Diffuser l'Influence : Le Jeu Stratégique de la Chine pour les Ondes Africaines

IMPACT: Élevé
#Géopolitique #Chine #Afrique #Journalisme #Désinformation

Le lancement de la Vitrine Audiovisuelle Chine-Afrique à Abuja n'était pas un simple échange culturel ; c'était le plan dévoilé d'un jeu géopolitique méticuleusement orchestré. Tandis que l'ambassadeur chinois Yu Dunhai parlait d'« approfondir la compréhension mutuelle », les sous-courants d'une campagne stratégique visant à façonner les récits et à cimenter l'influence dans la nation la plus peuplée d'Afrique sont devenus impossibles à ignorer.

Il ne s'agit pas seulement de soft power ; il s'agit d'infrastructures lourdes et du contrôle stratégique des voies d'information. L'annonce du FOCAC 2024 par le président Xi Jinping, baptisant l'« Initiative Chine-Afrique sur la Radio, la Télévision et l'Audiovisuel », a jeté les bases. L'objectif déclaré : le contenu audiovisuel comme un « pont » essentiel pour les échanges interpersonnels. Pourtant, une inspection plus approfondie révèle que ce pont pourrait être conçu pour un trafic circulant majoritairement dans une seule direction, ou du moins sous une orientation spécifique.
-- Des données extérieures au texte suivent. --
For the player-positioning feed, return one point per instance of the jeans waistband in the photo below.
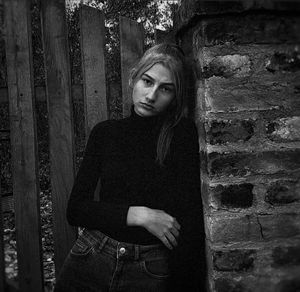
(124, 250)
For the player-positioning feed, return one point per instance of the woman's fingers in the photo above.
(175, 232)
(172, 240)
(166, 242)
(176, 224)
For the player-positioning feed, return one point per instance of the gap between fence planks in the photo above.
(23, 144)
(132, 48)
(2, 263)
(92, 37)
(58, 85)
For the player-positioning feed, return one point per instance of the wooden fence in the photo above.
(21, 95)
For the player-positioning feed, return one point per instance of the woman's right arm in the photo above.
(82, 209)
(157, 222)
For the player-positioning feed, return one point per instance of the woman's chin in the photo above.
(144, 112)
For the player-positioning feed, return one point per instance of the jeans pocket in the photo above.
(81, 247)
(156, 268)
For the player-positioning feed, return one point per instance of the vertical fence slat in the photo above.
(23, 144)
(93, 65)
(2, 263)
(132, 46)
(58, 88)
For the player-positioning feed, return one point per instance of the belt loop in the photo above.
(136, 252)
(103, 242)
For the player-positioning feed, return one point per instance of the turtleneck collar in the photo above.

Déjà, plus de 20 programmes chinois – « Welcome to Milele », « The Ideal City », « Better Life » – ont fait leur apparition sur la Nigeria Television Authority (NTA) et d'autres chaînes nationales. Tandis que l'ambassadeur Dunhai « accueille chaleureusement davantage de produits audiovisuels nigérians remarquables sur le marché chinois », l'impact immédiat et tangible est la pénétration rapide du contenu chinois dans les foyers nigérians. L'« image réelle et dimensionnelle de la Chine » qu'ils souhaitent projeter devient une réalité curatée pour des millions de téléspectateurs africains.
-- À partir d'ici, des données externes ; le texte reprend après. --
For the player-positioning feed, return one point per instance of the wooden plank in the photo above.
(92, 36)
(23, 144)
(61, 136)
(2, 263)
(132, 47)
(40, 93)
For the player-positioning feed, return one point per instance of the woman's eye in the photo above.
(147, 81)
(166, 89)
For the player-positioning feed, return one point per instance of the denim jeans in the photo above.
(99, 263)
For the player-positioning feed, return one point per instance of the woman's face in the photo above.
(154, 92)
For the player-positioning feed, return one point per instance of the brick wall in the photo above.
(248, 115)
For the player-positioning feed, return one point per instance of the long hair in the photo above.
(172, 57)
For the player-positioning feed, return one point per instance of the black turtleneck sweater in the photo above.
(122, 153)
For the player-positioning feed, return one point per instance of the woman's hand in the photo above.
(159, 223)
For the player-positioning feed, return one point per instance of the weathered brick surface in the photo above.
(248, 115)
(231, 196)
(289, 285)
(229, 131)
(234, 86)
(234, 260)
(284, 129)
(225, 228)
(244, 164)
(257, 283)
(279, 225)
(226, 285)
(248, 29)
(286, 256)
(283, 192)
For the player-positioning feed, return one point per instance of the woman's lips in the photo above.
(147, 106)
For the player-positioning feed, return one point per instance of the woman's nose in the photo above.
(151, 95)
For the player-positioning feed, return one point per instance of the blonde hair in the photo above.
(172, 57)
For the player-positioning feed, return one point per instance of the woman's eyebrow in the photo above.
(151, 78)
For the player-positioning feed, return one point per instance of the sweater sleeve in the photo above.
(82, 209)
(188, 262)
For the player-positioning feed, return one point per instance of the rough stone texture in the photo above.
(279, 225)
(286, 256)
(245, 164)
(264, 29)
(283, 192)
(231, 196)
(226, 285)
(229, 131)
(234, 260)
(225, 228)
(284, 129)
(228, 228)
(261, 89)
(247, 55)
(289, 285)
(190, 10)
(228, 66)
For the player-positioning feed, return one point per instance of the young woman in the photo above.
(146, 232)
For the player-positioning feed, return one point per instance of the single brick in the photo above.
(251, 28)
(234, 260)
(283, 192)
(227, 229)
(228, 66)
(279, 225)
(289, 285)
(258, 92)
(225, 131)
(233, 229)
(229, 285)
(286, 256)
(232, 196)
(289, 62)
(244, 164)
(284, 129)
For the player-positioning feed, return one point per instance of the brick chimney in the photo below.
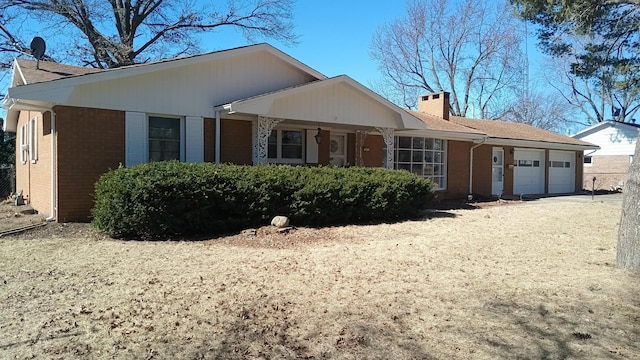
(435, 104)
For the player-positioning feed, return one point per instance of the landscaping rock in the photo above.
(280, 221)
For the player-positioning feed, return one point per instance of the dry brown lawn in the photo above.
(532, 280)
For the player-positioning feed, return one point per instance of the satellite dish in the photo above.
(38, 47)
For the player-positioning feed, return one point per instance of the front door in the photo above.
(338, 150)
(497, 172)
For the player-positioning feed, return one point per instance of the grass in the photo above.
(526, 281)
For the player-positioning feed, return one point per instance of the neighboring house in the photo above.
(609, 164)
(256, 105)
La conversation a rapidement dévié du simple contenu vers les rouages technologiques de cette nouvelle route de la soie numérique. Shi Zhiyan, directeur général de NRTA China, a souligné les 100 millions d'internautes du Nigeria, un marché « vaste et prometteur ». Il a parlé de renforcer les concepts politiques, d'approfondir le dialogue et d'élargir la coopération en matière d'« intelligence artificielle super haute définition » et d'« intégration des médias ». Il ne s'agit pas seulement de partager des films ; il s'agit de partager les outils et l'architecture même de la diffusion au 21e siècle.

De manière cruciale, les remarques de Zhiyan incluaient un détail discret mais significatif : « Dans le cadre du plan, nous nous concentrerons sur la lutte contre les fausses informations, organiserons des recherches à court terme pour les pays africains et inviterons la partie nigériane à participer activement. » À une époque où la désinformation est monnaie courante, l'opportunité d'influencer la définition et la suppression mêmes des « fausses informations » au sein de l'écosystème médiatique d'une autre nation est un puissant levier stratégique, souvent déguisé en bonnes pratiques partagées.

Le ministre nigérian de l'Information, Mohammed Idris, par l'intermédiaire du directeur général de la NTA, Salihu Dembos, a promis son engagement, citant le renforcement des capacités de diffusion et de la compétence technologique, visant une « diplomatie culturelle » pour favoriser l'« unité nationale, la croissance et l'influence mondiale ». Les avantages perçus pour le Nigeria – renforcement des capacités, accès à la technologie avancée – sont clairs. Mais à quel prix une collaboration médiatique aussi profonde se fait-elle, surtout lorsqu'un partenaire puissant est également désireux de façonner les perceptions et de contrer les récits ?

Comme l'a si bien résumé Charles Ebuebu de la National Broadcasting Commission, cette vitrine représente un « cadre robuste pour un avenir bâti sur la collaboration de contenu, des plateformes de diffusion partagées, des réseaux de transmission avancés et des échanges de personnel critiques ». En effet, ce sont les « piliers essentiels » non seulement pour un écosystème médiatique, mais pour un écosystème où l'influence circule, subtilement mais avec persistance, le long des courants numériques orchestrés par Pékin. L'année 2026, marquant l'« Année Chine-Afrique des Échanges Interpersonnels et Culturels » et le 55e anniversaire des liens diplomatiques Chine-Nigéria, sera un moment critique pour évaluer quelles histoires sont véritablement racontées, et qui, en fin de compte, tient le microphone dans cette diffusion stratégique en évolution.